Tsaparis was appointed Hewlett-Packard’s (HP) Vice-President of Technology Support, Americas in March 2010. He led the Americas organization to maximize support services on all HP products, create differentiated support offerings and help the company deliver a superior client experience. Paul also developed and implemented end-to-end, best-in-class programs through HP’s channel partner network, optimizing market penetration and high-value service delivery.

Before taking on the Americas leadership role, he was appointed President and Chief Executive Officer of Hewlett-Packard (Canada) Co. from September 1998 to April 2010, assuming leadership for all aspects of the company’s operations in Canada, adding distinctive value to the customers, partners and communities it served, Tsaparis joined HP in 1984 and has held progressively senior appointments including Telecommunications General Manager, General Manager for HP Consulting and, prior to his CEO appointment, Vice-President, Computer Organization. He also worked and studied internationally, attending the Co-operative Japanese and Business Society Program in Tokyo with the Council of International Educational Exchange.

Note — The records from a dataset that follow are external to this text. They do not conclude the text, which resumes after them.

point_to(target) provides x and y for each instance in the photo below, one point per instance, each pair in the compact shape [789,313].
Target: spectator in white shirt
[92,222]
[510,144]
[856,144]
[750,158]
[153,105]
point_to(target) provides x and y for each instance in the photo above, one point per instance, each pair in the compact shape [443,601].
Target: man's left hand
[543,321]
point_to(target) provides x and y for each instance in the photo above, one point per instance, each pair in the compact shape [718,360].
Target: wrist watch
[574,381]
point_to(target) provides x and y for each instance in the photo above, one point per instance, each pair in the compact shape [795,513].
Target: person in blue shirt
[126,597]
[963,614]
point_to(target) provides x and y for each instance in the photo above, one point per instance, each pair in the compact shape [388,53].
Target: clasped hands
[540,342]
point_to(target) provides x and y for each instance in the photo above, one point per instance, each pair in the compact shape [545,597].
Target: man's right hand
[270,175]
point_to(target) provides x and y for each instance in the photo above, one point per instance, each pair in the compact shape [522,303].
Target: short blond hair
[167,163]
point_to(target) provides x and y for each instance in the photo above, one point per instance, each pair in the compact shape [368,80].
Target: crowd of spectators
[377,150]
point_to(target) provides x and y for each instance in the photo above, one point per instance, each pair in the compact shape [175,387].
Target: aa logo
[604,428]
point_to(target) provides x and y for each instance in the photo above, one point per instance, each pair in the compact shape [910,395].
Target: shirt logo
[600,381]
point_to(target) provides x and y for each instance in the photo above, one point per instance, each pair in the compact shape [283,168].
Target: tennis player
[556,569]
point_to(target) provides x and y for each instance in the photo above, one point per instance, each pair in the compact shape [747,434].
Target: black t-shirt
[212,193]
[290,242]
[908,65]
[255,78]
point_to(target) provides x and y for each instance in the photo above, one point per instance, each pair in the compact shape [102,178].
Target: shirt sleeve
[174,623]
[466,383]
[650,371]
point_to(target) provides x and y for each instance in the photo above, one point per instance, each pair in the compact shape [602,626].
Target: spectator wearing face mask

Paul’s board service work and community leadership has been wide-ranging. He is Past Chair of the Information Technology Association of Canada (ITAC) and Past Chair of the ITAC Board of Governors, Paul is currently a board member of Teranet Inc., Humber River Hospital, Greenwood College School, Indspire, formerly the National Aboriginal Achievement Foundation, a past member of the Canadian Council of Chief Executives, past Chair of Third Brigade, a security software company and past director of AcuityAds(TSXV). He is a member of the WPO/YPO and Dean’s Advisory Council of the Schulich School of Business at York University, where he was honoured in 2004 with an alumni award for his contributions to the School, and is also a member of the York University Board of Governors. In January, 2013, Paul was appointed, ‘Executive-in-Residence’ at the Schulich School of Business.

He holds an MBA from York University in Toronto and an undergraduate degree in science and economics from the University of Toronto. In addition, Paul was honoured in the University of Toronto’s 175th Anniversary ‘Great Minds for a Great Future’ Campaign as one of 100 people recognized with this special distinction. He is a past recipient of Canada’s Top 40 Under 40 Award – a national program that honours Canadians under the age of 40 who have achieved a significant level of success and a 2013 recipient of Queen Elizabeth II Diamond Jubilee Medal, honouring significant achievements and contributions of Canadians.

Donald E. Worme, QC, I.P.C., is a Cree lawyer from the Kawacatoose First Nation, Treaty 4, who practices extensively in criminal law and Indigenous rights litigation. Growing up, he received teachings of Cree philosophies, traditions, and spirituality from his grandfather, including the history of Treaty 4. With a view to making things better for First Nation people, he received his Bachelor of Laws Degree at the University of Saskatchewan in 1985. Donald’s legal practice has been focused primarily on promoting and protecting both the collective and individual rights of Indigenous people in numerous legal and public forums. Donald is a founding member of the Indigenous Bar Association in Canada. In 2009, Donald was appointed Chief Counsel for the Truth and Reconciliation Commission with its mandate to spread awareness of the social impact of Residential Schools across Canada. He was selected in 2008 as one of the University of Saskatchewan’s 100 Alumni of Influence and received a National Aboriginal Achievement Award in 2010 for his outstanding achievement in the field of Law and Justice.